Faroles de mano de la Hermandad del Amor y de la Paz dispuestos para la procesión | Fotografía: Alfonso Barco |
19 de febrero de 2020
Recuerdo esa anécdota (posiblemente apócrifa en alguno de sus aspectos) en la que aquél catedrático de Botánica que tuve le comentaba airado a otro compañero en el descanso de unas pruebas de oposición, cómo había preguntado a un alumno sobre las flacourtiáceas en el examen oral, y cómo el alumno contestó insolente que no tenía ni idea de qué era aquello. Al darse la vuelta mi catedrático para atender otros asuntos, el compañero de conversación dijo, dirigiéndose a un tercero: –¿y quién puñetas sabe qué son las flacourtiáceas?–.
Ciertamente, mi catedrático sabía de qué hablaba, por lo que poco se le puede achacar más allá de la soberbia de sentirse superior por saber algo desconocido para los otros.
Pero también recuerdo a aquél primo lejano por parte de madre, quien tuvo su época de gloria en tertulias televisivas y radiofónicas, en las que habló de todo, divino y humano, con la osadía del ignorante que se ve por encima de la media. Es decir, de quien desprecia a los demás, no sé si inconscientemente, por creerlos más ignorantes que él. Este modelo de comportamiento, en el que el protagonista se cree más inteligente de lo que en realidad es pero que carece de las herramientas que le permiten reconocer su propia incompetencia (otros lo llaman soberbia), es muy común en nuestra sociedad, lo vemos con frecuencia en gentes cercanas y recibe el nombre de "efecto Dunning-Kruger" para quienes hacen ostentación del mismo.
Ciertamente, la mayoría nos consideramos gentes normales. Hay temas que dominamos y otros, la mayoría, de los que apenas tenemos idea y, en estos casos, procuramos mantener la boca cerrada y los oídos abiertos, poner toda la atención e intentar ampliar información y cultura. Pero hay quienes, incapaces de mantenerse al margen, se atreven a pontificar de los temas que dominamos delante de nuestras narices. Y es entonces, cuando hablan de lo que conocemos, cuando no podemos evitar el retorcimiento de las vísceras, desesperándonos al escuchar tantas barbaridades en comentarios hechos plenos de seguridad.
Son más frecuentes de lo que pudiera parecer a primera vista, quienes con ánimo de sentirse válidos –o más válidos– se hacen pasar por tuertos en el país de los ignorantes ciegos. Y, en su osadía, son capaces de hablar de lo que desconocen con la seguridad del experto, incluso en presencia de auténticos especialistas, sin dar su brazo a torcer si se les enmienda la plana… razonadamente. Quienes, en su afán de destacar, avanzan imprudentemente dejando muestra de su osadía a cada paso, pavoneándose de inteligentes.
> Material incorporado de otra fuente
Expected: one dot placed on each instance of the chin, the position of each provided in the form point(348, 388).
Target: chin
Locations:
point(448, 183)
Los peores son, sin duda, quienes conscientes de su ignorancia, aprovechan su capacidad de engaño para vender su producto, convertirse en santones y lucrarse a costa de sus seguidores, felizmente estafados. Sectas, vendedores de humo, sanadores o gurúes espirituales nos rodean y acechan. Esos que lo mismo te hablan de la epíclesis que de la encarnación del Verbo, sabedores de tu desconocimiento en el tema que interesa.
Y en la Semana Santa, nacional y salmantina, de esos que saben de liturgia más que un presbítero, de reglas más que un canonista, de ornamentos más que un diácono, de historia más que un docto o de tradición más que un anciano, de tanto y tanto como se puede saber, de esos los hay y además, les dejamos vía expedita para que "iluminen" nuestro ignorante camino.
Menos mal que también hay quienes se preocupan de cultivarse, sea de manera reglada o autodidacta, para poder ascender en aquella escala que les preocupa, laboral, cultural o social, y se hacen merecedores de la alabanza y la admiración de quienes no nos preocupamos de ir más allá que de leer los titulares de la poca prensa digna de tal nombre que nos va quedando.
Por eso, se hace imprescindible que esos cursos de formación, pastoral y cofrade, que diseñan las diferentes diócesis –también la nuestra–, sean completos en cuantos apartados sea necesario para formar convenientemente a quienes quieran dejar a un lado la ignorancia, entrar en la esfera del conocimiento y, finalmente, poder desenmascarar a esos santones de inmaculada sotana.
Y así, sabedores de que tras la epíclesis viene la anamnesis, sepan estar prontos para recordar cuanto aprendieron y que no se la den con queso.